なんでこんな時に、こんなのが出てくるのか。


「くせ者だ。あそこだぞーっ」
ほらみろ、見つかったじゃないか。
こうなったら、宇宙人のフリをするしかない。


「あやしいやつ。きさま、何者じゃ」
「ワタシハ、ウチュウジンダ」
「宇宙人か。きさまだな、さっき音立てたのは」
「ワタシダ。ゴッツ、スマンカッタ」
「夜中に来るんじゃ無いよまったく。とっとと星へ帰れ」


よかった。さあ退散しよう。
「おい待て。どこへ行く。この宇宙船で帰るんじゃないのか」
またもやピンチの八郎太。たしかに宇宙人が徒歩で帰るのは変だ。
「ネンリョウガ、キレタ。ムラヘ、モライニイク」
「なんだ。燃料ならやるぞ。ほれ、持って行け」


本当にくれるとは。どうしよう。困った。その時だ。
宇宙船のハッチが開いて、本物の宇宙人が出て来てしまった。
万事休すだ。


燃料タンクを運び、宇宙船のわきの穴に注ぎ入れる、宇宙人。
本当に燃料切れだったようだ。
宇宙人は燃料を注ぎ終えると、さっさと宇宙船の中へ戻って行く。
「タスカリモウシタ。

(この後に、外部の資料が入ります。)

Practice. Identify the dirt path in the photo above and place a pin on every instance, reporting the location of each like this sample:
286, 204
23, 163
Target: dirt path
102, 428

マコトニ、カタジケナイ」
侍たちへ宇宙人の代わりにお礼を言い、急いで一緒に乗り込む八郎太。
だって、しょうがないじゃないか。


手を振る侍たち。お城がどんどん遠く、ちいさくなる。
これからどこへ連れて行かれるのか。
降ろして欲しいが、なんて言えばいいのか。
八郎太の忍び人生、まったく最大のピンチである。